What happens to sea snakes, who get to eat only fish as compared to their land cousins, who can chose from an à la carte menu of insects, lizards, frogs, toads, birds and rodents? Obviously, they get bored of this regulation diet. New research says such insipid diet makes for very poor evolution of their venom.

The study jointly conducted by scientists based in India, Australia, Singapore and USA shows how two varieties of sea snakes — the spine-bellied Lapemis curtus and the horned snake Acalyptophis peronii — have ceased to produce any interesting variety in their venom because they have had only fish eggs for breakfast, lunch and dinner since their great-great-great-grandfathers' times1.

"We constructed cDNA libraries from their venom glands and cloned them. Our data showed that despite their explosive evolutionary radiation, there is very little variation in the two main constituents of their venom — the three-finger toxin (3FTx) as well as the phospholipase A2 (PLA2) enzymes," says Susanta Pahari, one of the researchers at the Center for Post Graduate Studies, in Banagalore's Sri Bhagawan Mahaveer Jain College.

The team found that in A.edouxii, the 3FTx gene is activated by the deletion of a dinucleotide (TT) and this decelerates the evolution of the enzymes, unlike in other snake venoms. "As this unique sea snake feeds exclusively of fish eggs.
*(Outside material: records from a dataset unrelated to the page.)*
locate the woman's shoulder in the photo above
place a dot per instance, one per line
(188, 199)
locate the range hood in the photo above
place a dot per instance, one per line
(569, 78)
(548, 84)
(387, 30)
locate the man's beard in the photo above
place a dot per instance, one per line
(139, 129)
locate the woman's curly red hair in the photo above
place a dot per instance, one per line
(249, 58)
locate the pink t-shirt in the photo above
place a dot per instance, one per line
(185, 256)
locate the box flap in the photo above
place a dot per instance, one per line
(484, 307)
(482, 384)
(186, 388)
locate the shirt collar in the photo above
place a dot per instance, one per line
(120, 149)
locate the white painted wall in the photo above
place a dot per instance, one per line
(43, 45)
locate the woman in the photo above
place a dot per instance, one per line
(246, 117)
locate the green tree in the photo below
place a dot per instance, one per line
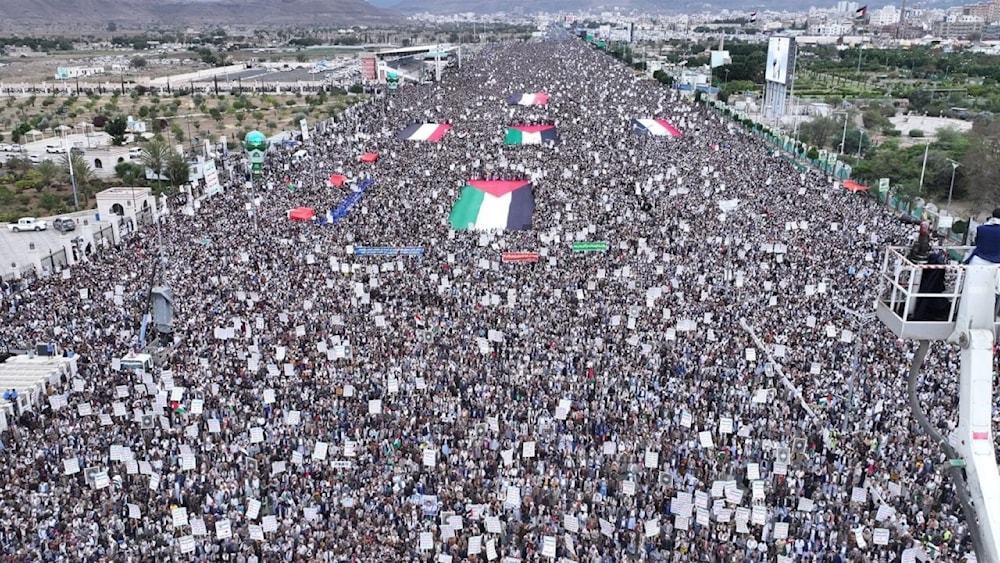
(155, 155)
(116, 127)
(50, 201)
(981, 164)
(130, 173)
(177, 171)
(820, 132)
(46, 174)
(82, 175)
We suggested that a shift in its diet may have resulted in the relaxation of selection pressures on these genes," he said.

The snake specimens were collected from Albatross Bay in Weipa, Queensland, Australia.
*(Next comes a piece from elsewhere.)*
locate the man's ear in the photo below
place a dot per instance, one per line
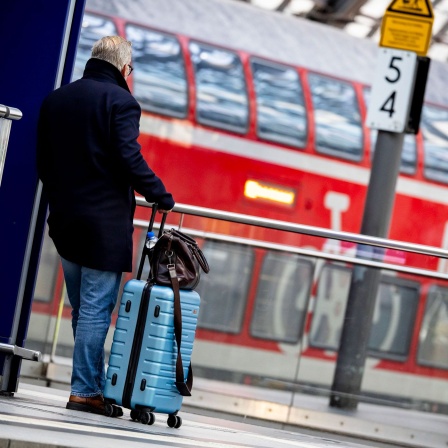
(124, 71)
The authors of this work are from: Protein Science and Conservation Ecology Laboratories, Department of Biological Sciences, National University of Singapore; Department of Biochemistry & Molecular Biology, Bio21 Institute, University of Melbourne, Parkville, Victoria, Australia; Deparment of Biochemistry, Medical college of Virginia, Virginia Commonwealth University, Richmond, USA; Center for Post Graduate Studies, Sri Bhagawan Mahaveer Jain College, Bangalore, India


References

  1. Pahari, S. et al. Expression pattern of three-finger toxin and phospholipase A2 genes in the venom glands of two sea snakes, Lapemis curtus and Acalyptophis peronii: comparison of evolution of these toxins in land snakes, sea kraits and sea snakes. BMC Evol. Biol. doi:  10.1186/1471-2148-7-175 (2007).